Picks and Pans Review: Talking With...
NOT FADE AWAY
IN 1995, AT THE HEIGHT OF THE TV talk craze, 21 shows (seven of them new) vied for the attention of audiences interested in transsexual psychics and girls who steal their mother's boyfriend. The airwaves were quickly saturated with increasingly sensational chatter, and viewers seemed to tire of what former Secretary of Education William Bennett called cultural rot.
Currently there are only 15 gabbers left. Which led us to wonder: What does a canceled talk show host do?
Some take it in stride, like Carnie Wilson, who is designing a large-size clothing line, making an exercise video and recording songs with sister Wendy and dad Brian. "We had on some real wackos," says Wilson, but she looks back on her show's one-season run as fun—"the best experience of my life."

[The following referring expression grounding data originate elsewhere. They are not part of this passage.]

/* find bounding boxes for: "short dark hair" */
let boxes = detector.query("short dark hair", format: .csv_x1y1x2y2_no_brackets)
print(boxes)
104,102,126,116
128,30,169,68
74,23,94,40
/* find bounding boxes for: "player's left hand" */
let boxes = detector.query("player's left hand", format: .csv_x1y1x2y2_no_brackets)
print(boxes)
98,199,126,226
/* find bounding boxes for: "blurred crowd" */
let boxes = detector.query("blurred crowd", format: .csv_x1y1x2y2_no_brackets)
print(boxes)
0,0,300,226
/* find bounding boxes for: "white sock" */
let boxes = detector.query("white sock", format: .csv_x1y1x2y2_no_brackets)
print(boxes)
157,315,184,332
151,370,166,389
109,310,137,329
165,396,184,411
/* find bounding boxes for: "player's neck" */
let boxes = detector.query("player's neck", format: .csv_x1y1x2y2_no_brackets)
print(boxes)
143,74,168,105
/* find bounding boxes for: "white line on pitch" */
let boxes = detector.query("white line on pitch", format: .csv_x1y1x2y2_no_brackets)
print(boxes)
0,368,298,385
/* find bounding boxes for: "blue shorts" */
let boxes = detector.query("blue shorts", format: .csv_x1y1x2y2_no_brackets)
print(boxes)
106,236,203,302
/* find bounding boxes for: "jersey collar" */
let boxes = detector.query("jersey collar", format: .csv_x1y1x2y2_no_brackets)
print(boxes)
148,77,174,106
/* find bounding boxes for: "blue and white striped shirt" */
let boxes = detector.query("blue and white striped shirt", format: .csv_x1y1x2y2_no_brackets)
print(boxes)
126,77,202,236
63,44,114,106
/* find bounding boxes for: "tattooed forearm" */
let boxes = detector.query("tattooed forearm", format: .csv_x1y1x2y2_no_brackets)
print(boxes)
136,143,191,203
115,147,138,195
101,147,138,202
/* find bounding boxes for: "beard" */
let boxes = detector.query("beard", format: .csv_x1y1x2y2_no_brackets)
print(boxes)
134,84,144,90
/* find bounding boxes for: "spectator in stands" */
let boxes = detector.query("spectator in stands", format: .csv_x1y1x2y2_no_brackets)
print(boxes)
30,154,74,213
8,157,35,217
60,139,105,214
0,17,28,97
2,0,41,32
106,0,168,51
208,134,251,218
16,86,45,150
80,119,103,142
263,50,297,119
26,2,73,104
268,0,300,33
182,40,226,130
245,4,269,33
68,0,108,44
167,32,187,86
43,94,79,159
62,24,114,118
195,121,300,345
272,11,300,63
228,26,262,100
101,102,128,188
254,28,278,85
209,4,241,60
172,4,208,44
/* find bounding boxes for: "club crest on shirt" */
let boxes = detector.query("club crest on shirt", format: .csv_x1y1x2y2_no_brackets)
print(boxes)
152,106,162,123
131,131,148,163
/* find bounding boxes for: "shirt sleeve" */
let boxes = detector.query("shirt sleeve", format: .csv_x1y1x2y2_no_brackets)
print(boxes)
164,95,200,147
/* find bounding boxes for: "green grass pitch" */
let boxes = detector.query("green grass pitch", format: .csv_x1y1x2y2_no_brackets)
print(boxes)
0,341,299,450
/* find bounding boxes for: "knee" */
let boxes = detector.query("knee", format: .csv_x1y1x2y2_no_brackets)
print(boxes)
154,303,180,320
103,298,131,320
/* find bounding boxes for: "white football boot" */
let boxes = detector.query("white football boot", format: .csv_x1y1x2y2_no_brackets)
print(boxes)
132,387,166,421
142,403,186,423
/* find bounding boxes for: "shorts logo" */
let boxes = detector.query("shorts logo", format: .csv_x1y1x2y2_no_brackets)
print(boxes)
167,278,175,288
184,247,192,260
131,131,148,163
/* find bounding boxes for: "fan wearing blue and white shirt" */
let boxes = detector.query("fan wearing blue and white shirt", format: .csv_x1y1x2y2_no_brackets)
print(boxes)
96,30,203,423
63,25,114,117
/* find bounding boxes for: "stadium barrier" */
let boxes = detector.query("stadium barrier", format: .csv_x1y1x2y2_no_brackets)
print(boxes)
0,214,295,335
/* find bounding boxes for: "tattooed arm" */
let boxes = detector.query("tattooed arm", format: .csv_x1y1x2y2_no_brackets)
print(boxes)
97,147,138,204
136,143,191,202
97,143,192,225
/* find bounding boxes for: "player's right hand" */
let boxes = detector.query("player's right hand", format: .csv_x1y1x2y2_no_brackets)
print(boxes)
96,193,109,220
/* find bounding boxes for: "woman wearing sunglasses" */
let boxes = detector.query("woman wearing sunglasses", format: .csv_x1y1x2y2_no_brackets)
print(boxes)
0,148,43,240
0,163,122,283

Being canceled in January was a horrible experience for Charles Perez, a former producer who loved being a star. "It was like a death," says Perez, who claims that he "collapsed for a day" after getting the news. Perez just drove cross-country in his Bronco and is pitching a new talk show with his sister, New York City TV reporter Michelle Dabney-Perez.
Some canceled hosts revert to former careers. Ex-Partridge Danny Bonaduce still hosts his Chicago radio show, and Beverly Hills, 90210 's Gabrielle Carteris will return to acting. Carol Burnett's ex-sidekick Vicki Lawrence has joined the lecture circuit, speaking on health issues to women's groups.
And then there's loudmouth Morton Downey Jr., who has struck out at the talk show plate three times before. But the 63-year-old talkmeister is now preparing a late-night news wrapup show called Uncle Mort's Tavern. "If I don't get it right this time," says Downey, "I'll keep trying."